By the end of the day there was little time left and we decided to pass through the city of Santa Clara and move towards Havana. Santa Clara is a cultural and historical center, home to a very large and beautiful Revolution Square, as well as the Comandante Ernesto Che Guevara Memorial, one of the most popular Cuban monuments.

Tips for tourists: count your change, Cubans are famous for petty fraud and deceiving tourists, because... Few people speak Spanish. Their official salaries are meager, so they get by. But in any case, it’s up to you to decide who to tip and who not to give anything, be careful. Pickpockets are also common, do not carry documents and all the money with you or keep an eye on things. If you have time and opportunity, learn Spanish before your trip, or at least numbers and basic phrases, it will be very useful to you. They tried to give us the wrong change at gas stations several times.

There are mosquitoes in Cuba, we came across them in the jungle and they bite worse than our bloodsuckers, although you should not be afraid of them, there is no infection like malaria. And the bumps from bites last quite a long time, up to a month.

Transport. Cubans mostly travel by bicycle; in small towns and villages you can often see horse-drawn carts. Many locals hitchhike due to the catastrophic shortage of vehicles. Municipal buses run extremely rarely, and they are packed. There are even trucks where people in the cargo compartment ride while standing.
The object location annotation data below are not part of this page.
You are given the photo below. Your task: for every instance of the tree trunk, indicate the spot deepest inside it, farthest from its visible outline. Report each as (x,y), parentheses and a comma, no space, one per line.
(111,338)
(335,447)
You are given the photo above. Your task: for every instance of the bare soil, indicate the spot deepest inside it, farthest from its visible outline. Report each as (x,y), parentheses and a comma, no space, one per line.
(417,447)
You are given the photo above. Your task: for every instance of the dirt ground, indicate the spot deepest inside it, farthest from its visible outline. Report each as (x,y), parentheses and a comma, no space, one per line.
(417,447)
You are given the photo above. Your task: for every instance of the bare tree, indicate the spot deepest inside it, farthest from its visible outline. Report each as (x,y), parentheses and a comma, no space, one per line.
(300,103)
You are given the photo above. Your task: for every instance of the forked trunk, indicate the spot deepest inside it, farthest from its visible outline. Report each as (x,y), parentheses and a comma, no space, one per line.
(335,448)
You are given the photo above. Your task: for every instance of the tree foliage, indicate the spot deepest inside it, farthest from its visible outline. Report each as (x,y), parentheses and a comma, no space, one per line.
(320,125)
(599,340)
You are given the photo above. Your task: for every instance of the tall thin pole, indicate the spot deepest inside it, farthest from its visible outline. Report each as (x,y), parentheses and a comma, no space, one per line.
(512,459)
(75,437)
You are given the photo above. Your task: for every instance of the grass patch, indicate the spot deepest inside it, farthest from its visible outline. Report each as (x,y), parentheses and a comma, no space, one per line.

The roads in Cuba are free, but the road layout is very similar to ours, maybe a little better. For long distances it is better to travel along the highway (Autopista), the speed limit is higher and the road surface is better. On country roads you need to be especially careful, because... There are huge potholes, and local residents or pets try to get under the wheels.

License plates on cars in Cuba have different colors, by which you can understand who owns the vehicle. Tourist cars have a characteristic red-brown color. Cars with yellow license plates belong to private individuals, blue ones belong to the state. Cars with red license plates enjoy preferential treatment and are rarely stopped, except for serious traffic violations or speeding.

There are practically no signs at all, road signs sometimes come across. Revolutionary slogans and photos of Che Guevara are much more common along the roads. This adds a special flavor, but not ease of movement around the country.

To ask for directions, buy something in a store, or solve a problem, knowing Spanish often came in handy. Which I gladly practiced in Cuba. Everything we learned in Spanish classes was useful. Losing luggage, shopping in stores, refueling gas, ordering in restaurants, communicating with local residents, and I was also “lucky” to contact a doctor when the temperature rose to 38.2.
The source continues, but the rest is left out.